With an upfront $800 million payment and $325 million in potential milestones, Otsuka Pharmaceutical is acquiring Jnana Therapeutics’ drug discovery platform and rare disease candidate, the companies announced Thursday.
Otsuka Pharmaceutical has struck a deal to buy Jnana Therapeutics for $800 million upfront and a potential $325 million in milestone payments for its drug discovery platform and pipeline led by a clinical-phase rare disease candidate, the companies announced Thursday.
Jnana discovers potential drug candidates by exposing protein targets to its library of chemical fragments inside living cells. The Boston-based biotech has designed the library to include a wide range of fragments that may bind and covalently label druggable pockets on the target protein. After finding a fragment that binds a target, Jnana screens a library of drug-like compounds to identify small molecules that engage the same part of the protein.
Otsuka’s statement on the reasons for the acquisition discussed Jnana’s platform before mentioning the drug candidates it has generated. The Japanese drugmaker said the platform can address hard-to-drug target classes including solute carriers, transcription factors and signaling scaffold proteins. Otsuka sees the platform as complementary to the capabilities of its existing subsidiary Astex Pharmaceuticals. Jnana, like Astex, will operate as a wholly owned subsidiary of Otsuka and will continue its R&D.

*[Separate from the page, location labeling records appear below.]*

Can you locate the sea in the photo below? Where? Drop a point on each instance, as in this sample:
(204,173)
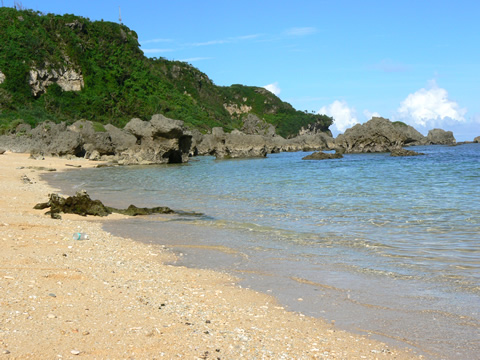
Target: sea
(379,245)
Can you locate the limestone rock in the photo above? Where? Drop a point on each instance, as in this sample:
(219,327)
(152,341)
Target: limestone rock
(314,129)
(403,152)
(253,125)
(239,145)
(158,141)
(440,137)
(121,140)
(100,142)
(413,137)
(322,156)
(67,79)
(376,135)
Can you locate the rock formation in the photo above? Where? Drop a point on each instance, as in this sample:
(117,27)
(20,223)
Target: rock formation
(403,152)
(67,79)
(376,135)
(158,141)
(440,137)
(322,156)
(413,137)
(82,204)
(253,125)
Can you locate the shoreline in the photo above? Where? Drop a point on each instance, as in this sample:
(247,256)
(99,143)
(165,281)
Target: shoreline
(112,297)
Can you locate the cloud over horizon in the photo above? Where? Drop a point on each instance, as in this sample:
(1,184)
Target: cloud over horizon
(430,107)
(344,116)
(300,31)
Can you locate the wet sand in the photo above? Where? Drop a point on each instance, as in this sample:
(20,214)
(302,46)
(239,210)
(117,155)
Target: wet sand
(111,297)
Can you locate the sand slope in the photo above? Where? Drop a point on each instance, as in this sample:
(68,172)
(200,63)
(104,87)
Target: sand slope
(113,298)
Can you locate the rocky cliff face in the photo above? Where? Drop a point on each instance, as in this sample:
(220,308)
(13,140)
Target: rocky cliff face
(158,141)
(67,79)
(440,137)
(376,135)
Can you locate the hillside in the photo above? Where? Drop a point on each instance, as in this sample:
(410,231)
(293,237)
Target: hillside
(65,68)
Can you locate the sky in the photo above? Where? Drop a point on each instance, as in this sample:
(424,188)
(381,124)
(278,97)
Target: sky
(411,61)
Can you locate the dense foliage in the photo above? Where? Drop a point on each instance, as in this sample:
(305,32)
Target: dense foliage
(119,81)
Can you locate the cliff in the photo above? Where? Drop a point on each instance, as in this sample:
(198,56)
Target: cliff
(67,68)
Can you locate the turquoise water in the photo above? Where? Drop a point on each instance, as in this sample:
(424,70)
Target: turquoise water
(379,244)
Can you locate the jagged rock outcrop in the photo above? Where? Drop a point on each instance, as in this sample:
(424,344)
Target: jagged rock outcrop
(376,135)
(320,155)
(240,145)
(253,125)
(67,79)
(158,141)
(314,129)
(82,204)
(413,137)
(440,137)
(232,145)
(93,141)
(404,152)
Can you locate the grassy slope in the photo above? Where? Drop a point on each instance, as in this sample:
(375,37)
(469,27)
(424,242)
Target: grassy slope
(120,82)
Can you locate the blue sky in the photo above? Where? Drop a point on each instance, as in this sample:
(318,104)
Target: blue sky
(412,61)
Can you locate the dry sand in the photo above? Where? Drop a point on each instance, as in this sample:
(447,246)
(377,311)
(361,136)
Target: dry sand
(114,298)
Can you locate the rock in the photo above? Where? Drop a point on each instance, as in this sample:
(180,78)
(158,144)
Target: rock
(253,125)
(403,152)
(67,79)
(81,204)
(322,156)
(314,129)
(236,145)
(99,141)
(376,135)
(158,141)
(132,210)
(413,137)
(440,137)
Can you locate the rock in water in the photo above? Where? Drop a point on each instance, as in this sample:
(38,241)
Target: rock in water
(81,204)
(440,137)
(323,156)
(403,152)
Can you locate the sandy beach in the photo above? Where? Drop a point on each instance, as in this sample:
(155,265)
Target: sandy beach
(114,298)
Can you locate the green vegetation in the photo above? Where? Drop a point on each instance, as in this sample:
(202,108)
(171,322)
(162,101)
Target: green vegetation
(119,81)
(400,123)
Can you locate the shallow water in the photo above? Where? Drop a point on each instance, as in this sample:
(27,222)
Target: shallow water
(379,244)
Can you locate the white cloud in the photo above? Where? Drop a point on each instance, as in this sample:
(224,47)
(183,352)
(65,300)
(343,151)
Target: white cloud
(430,108)
(190,60)
(301,31)
(390,66)
(273,88)
(156,51)
(155,41)
(344,116)
(368,114)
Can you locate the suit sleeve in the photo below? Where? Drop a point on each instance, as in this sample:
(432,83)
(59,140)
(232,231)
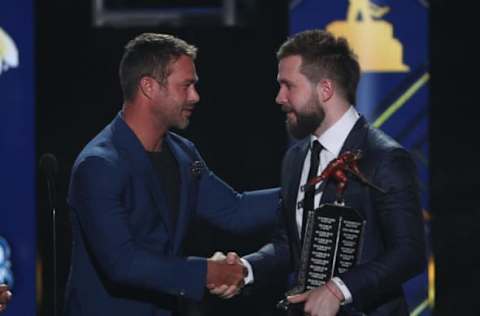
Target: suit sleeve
(399,217)
(96,195)
(274,258)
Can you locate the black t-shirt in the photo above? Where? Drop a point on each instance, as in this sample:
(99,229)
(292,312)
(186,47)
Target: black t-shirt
(167,170)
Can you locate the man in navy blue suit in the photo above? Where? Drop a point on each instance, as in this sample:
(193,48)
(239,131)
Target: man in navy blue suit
(318,76)
(136,187)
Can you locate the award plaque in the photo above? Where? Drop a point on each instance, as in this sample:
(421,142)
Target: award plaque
(332,242)
(333,233)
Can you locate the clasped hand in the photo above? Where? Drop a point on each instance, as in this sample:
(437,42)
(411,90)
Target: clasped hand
(225,274)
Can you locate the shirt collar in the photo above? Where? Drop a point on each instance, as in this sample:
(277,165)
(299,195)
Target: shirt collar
(333,138)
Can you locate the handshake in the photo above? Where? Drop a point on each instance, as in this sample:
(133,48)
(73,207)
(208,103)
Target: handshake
(225,274)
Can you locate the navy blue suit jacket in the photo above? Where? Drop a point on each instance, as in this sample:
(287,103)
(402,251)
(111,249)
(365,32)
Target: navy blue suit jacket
(394,246)
(126,256)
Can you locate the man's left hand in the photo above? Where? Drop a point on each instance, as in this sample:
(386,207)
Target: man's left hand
(320,301)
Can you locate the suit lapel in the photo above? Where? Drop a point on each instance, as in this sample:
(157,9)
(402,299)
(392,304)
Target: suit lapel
(127,141)
(355,140)
(293,181)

The biotech has used its platform to find small molecules that inhibit SLC6A19, a transporter responsible for intestinal absorption and renal reabsorption of phenylalanine (Phe). People with phenylketonuria (PKU) are unable to break down Phe.
Inhibiting SLC6A19 could enhance urinary excretion of Phe, helping to reduce levels of a molecule that accumulates in PKU patients and drives symptoms including brain damage. Jnana is putting that idea to the test in a Phase Ib trial. After 28 days of twice daily dosing, the biotech saw a 51% reduction in eight patients on its SLC6A19 inhibitor JNT-517. The reduction was statistically significant versus placebo.
Based on the interim results, Jnana adapted its study to include dose exploration and outlined plans to move into a Phase III trial in the first half of 2025. If the pivotal study is successful, JNT-517 could challenge BioMarin’s Kuvan (sapropterin dihydrochloride) and Palynziq (pegvaliase-pqpz) for the market. Sanofi is developing a PKU gene therapy and Moderna is testing a mRNA candidate in a Phase I/II trial.
Otsuka is acquiring a biotech that was on the radar of multiple top pharma companies. Jnana launched in 2017 with a $50 million financing round and plans to build the first drug discovery platform dedicated to targeting the solute carrier family of transporters. The venture capital wings of AbbVie and Pfizer participated in the financing, as well as in at least one of two subsequent rounds that collectively raised an additional $157 million.
Jnana partnered with Roche in 2020, receiving $40 million upfront in a multi-target deal, and expanded its collaboration with the Swiss drugmaker in 2022. Roche paid $50 million upfront to form the second collaboration.